6.1.Eiser heeft de rechtbank – samengevat – verzocht de term 'huiselijk geweld' te laten aanpassen naar 'niet onderzochte aangifte van huiselijk geweld' en de termen 'woningverbod' en 'tijdelijk huisverbod' te laten verwijderen, slechts te noemen dat de woning tijdens de echtscheidingsprocedure door middel van een voorlopige voorziening aan de ex-partner van eiser was toegewezen en dat dit niet mag of kan worden uitgelegd of opgevat als een gevolg van de aangifte van huiselijk geweld, in verband met het onterecht doorwerkende effect hiervan, aldus eiser.
6.2.Verweerder stelt in het verweerschrift dat in deze melding wordt gesproken over het feit dat aangeefster meldde dat ze was mishandeld en dat dit niet de bevindingen van de politie betrof. De onderste passage van de melding laat echter, indien apart gelezen, ruimte voor de veronderstelling dat de rapporterende politiefunctionaris stelt dat het huiselijk geweld daadwerkelijk heeft plaatsgevonden. Verweerder zal daarom door middel van een te nemen aanvullend besluit de onderste passage van deze melding aanpassen in: Specificeer de betrokkenheid van de minderjarigen: vanuit de familie- of huiselijke kring van deze minderjarige is aangifte gedaan van huiselijk geweld, waarbij de minderjarige tijdens het geweld niet aanwezig was/geen getuige was.” Verder is de aangifte in het politiesysteem terecht ondergebracht in de categorie “huiselijk geweld”, omdat de aangifte daadwerkelijk betrekking heeft op geweld binnen de relationele sfeer. Dat de aangifte niet in behandeling is genomen omdat deze te weinig opsporingsindicaties bevatte om tot eventuele vervolging te kunnen leiden, doet niet af aan het recht van de ex-partner van eiser om aangifte te mogen doen, aldus verweerder.

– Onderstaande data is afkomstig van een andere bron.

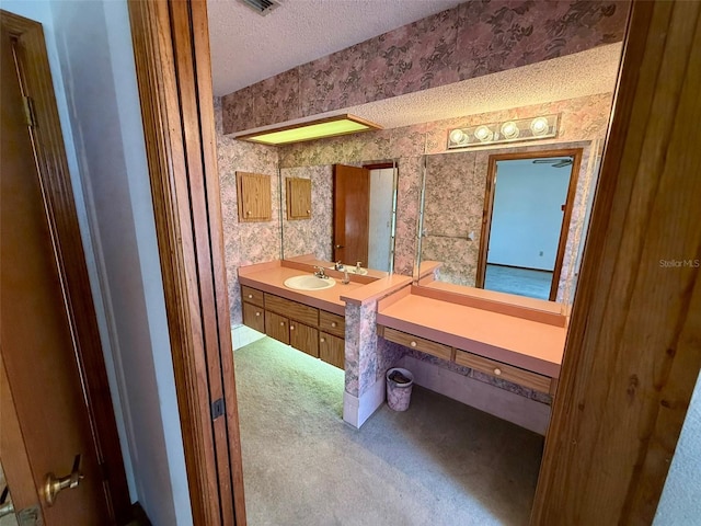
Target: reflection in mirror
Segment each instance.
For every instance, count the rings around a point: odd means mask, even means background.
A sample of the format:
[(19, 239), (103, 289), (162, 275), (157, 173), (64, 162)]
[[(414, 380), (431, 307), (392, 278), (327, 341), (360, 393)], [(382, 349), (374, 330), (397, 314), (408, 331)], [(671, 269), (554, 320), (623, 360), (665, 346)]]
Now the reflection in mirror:
[(421, 262), (438, 262), (434, 275), (443, 283), (568, 304), (597, 146), (426, 156)]
[[(365, 165), (326, 164), (279, 171), (283, 258), (312, 254), (342, 262), (350, 272), (392, 272), (398, 170), (394, 162)], [(300, 179), (311, 181), (309, 217), (288, 211)], [(297, 182), (297, 183), (296, 183)], [(304, 207), (301, 207), (304, 208)], [(300, 208), (300, 209), (301, 209)], [(304, 210), (302, 210), (304, 211)]]
[(582, 150), (490, 158), (479, 288), (554, 301)]

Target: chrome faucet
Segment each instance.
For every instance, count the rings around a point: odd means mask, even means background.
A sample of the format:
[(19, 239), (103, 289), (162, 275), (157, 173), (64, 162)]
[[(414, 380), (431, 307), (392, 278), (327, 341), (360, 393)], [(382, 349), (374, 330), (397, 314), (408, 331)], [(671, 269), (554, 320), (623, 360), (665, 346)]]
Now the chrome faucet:
[(314, 265), (314, 268), (317, 268), (317, 272), (314, 272), (314, 276), (321, 277), (322, 279), (329, 279), (329, 276), (324, 272), (324, 267), (323, 266)]

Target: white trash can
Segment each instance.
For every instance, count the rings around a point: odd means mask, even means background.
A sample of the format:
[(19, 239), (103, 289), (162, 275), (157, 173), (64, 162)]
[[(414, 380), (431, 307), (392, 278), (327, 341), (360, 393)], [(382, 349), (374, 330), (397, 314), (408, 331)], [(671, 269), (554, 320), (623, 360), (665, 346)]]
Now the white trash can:
[(387, 404), (393, 411), (406, 411), (412, 398), (414, 375), (401, 367), (392, 367), (387, 371)]

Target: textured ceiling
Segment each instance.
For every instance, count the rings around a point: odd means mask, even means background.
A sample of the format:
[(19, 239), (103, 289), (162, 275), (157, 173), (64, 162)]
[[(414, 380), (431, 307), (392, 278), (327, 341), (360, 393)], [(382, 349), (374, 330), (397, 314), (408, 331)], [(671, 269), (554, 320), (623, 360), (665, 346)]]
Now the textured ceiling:
[(215, 95), (345, 49), (463, 0), (280, 0), (266, 16), (237, 0), (209, 0)]
[[(610, 93), (616, 88), (621, 47), (620, 43), (609, 44), (522, 68), (314, 115), (313, 118), (350, 113), (384, 128), (397, 128), (457, 116)], [(303, 121), (309, 118), (289, 121), (285, 124)], [(253, 128), (233, 135), (265, 128)]]

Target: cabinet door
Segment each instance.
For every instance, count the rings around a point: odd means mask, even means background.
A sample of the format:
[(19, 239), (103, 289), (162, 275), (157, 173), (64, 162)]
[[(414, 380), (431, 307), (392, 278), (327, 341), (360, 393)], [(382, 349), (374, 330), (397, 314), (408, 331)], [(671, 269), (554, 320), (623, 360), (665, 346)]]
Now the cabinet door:
[(275, 312), (265, 311), (265, 333), (289, 345), (289, 320)]
[(253, 304), (243, 304), (243, 324), (265, 333), (265, 311)]
[(345, 369), (345, 340), (321, 332), (319, 334), (319, 357), (340, 369)]
[(319, 331), (313, 327), (290, 321), (289, 344), (314, 358), (319, 357)]

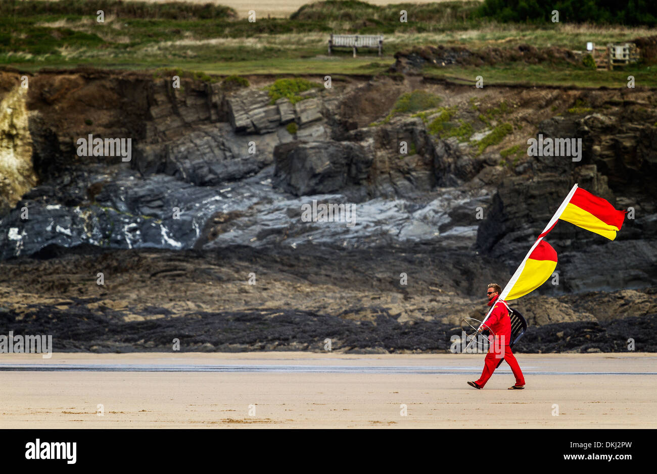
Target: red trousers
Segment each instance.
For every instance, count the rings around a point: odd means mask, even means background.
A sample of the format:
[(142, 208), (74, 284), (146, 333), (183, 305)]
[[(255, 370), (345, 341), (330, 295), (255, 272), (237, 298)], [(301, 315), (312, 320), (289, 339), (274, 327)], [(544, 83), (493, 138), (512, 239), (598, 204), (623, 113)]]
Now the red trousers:
[(482, 372), (482, 376), (475, 383), (480, 387), (484, 387), (488, 381), (488, 379), (493, 375), (493, 372), (497, 367), (497, 364), (499, 364), (499, 361), (503, 358), (510, 366), (513, 375), (516, 377), (516, 385), (525, 385), (525, 377), (522, 376), (522, 371), (520, 370), (520, 366), (518, 365), (516, 356), (511, 352), (511, 348), (507, 345), (503, 351), (501, 346), (493, 347), (493, 345), (491, 345), (491, 349), (486, 354), (486, 358), (484, 360), (484, 371)]

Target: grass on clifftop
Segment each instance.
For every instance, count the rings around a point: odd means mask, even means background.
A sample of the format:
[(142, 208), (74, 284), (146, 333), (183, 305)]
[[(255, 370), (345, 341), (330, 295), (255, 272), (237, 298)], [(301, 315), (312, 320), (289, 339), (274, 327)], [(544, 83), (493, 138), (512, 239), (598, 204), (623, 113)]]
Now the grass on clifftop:
[(273, 104), (279, 98), (286, 97), (290, 102), (296, 104), (303, 100), (306, 97), (299, 95), (300, 93), (309, 91), (311, 89), (321, 89), (321, 85), (315, 82), (311, 82), (300, 77), (292, 79), (279, 79), (267, 87), (271, 103)]
[[(541, 0), (542, 1), (542, 0)], [(44, 67), (78, 66), (156, 70), (179, 68), (206, 74), (362, 74), (383, 73), (392, 54), (415, 46), (462, 46), (477, 51), (489, 47), (584, 49), (596, 44), (654, 35), (645, 27), (573, 24), (563, 16), (553, 24), (501, 24), (477, 14), (476, 1), (399, 3), (386, 6), (348, 0), (311, 3), (289, 18), (237, 18), (221, 5), (119, 0), (0, 1), (0, 65), (34, 72)], [(96, 12), (105, 12), (104, 22)], [(407, 12), (400, 22), (399, 12)], [(620, 21), (620, 20), (619, 20)], [(338, 50), (328, 56), (330, 33), (383, 33), (384, 56), (376, 51)], [(374, 62), (373, 60), (376, 60)], [(465, 68), (427, 68), (424, 73), (484, 85), (524, 83), (537, 85), (623, 87), (628, 74), (637, 87), (657, 87), (657, 66), (597, 72), (583, 65), (524, 63)]]

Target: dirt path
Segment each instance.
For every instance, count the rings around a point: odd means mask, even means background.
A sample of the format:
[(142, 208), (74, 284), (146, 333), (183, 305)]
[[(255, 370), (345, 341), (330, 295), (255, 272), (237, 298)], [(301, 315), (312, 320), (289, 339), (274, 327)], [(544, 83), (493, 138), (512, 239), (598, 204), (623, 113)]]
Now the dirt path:
[[(0, 428), (657, 427), (657, 375), (631, 374), (654, 374), (654, 355), (519, 355), (527, 380), (522, 391), (507, 390), (513, 382), (508, 368), (484, 390), (468, 387), (482, 358), (260, 353), (54, 354), (43, 359), (5, 354), (0, 368), (185, 364), (233, 372), (2, 371)], [(254, 366), (261, 372), (234, 372)], [(299, 372), (328, 366), (338, 372)]]

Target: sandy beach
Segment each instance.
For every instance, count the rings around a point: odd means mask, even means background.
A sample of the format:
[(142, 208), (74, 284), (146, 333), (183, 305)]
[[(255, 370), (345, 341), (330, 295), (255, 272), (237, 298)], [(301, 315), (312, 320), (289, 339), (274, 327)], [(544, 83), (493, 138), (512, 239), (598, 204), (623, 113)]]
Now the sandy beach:
[[(506, 364), (484, 389), (468, 387), (483, 358), (3, 354), (0, 427), (657, 427), (654, 355), (520, 354), (523, 391), (507, 389)], [(7, 371), (29, 365), (78, 370)], [(111, 371), (88, 370), (99, 367)]]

6.2.1.De rechtbank stelt vast dat verweerder slechts gedeeltelijk is tegemoetgekomen aan de bezwaren van eiser tegen deze registratie. Hoewel verweerder terecht stelt dat de ex-partner van eiser het recht heeft om aangifte tegen hem te doen, staat tussen partijen vast dat de aangifte nooit is onderzocht en dat dus niet is vastgesteld dat daadwerkelijk sprake is geweest van huiselijk geweld gepleegd door eiser. Verweerder geeft zelf ook aan dat de aangifte niet in behandeling is genomen omdat deze te weinig opsporingsindicaties bevatte om tot eventuele vervolging te kunnen leiden.
6.2.2.Zoals eiser terecht stelt, zijn in de tweede melding de termen “huiselijk geweld” en “woningverbod” aan elkaar gekoppeld. Bovendien stelt eiser dat Veilig Thuis dit heeft overgenomen en aangeeft die zin niet te kunnen aanpassen, omdat dit is wat de politie gemeld heeft.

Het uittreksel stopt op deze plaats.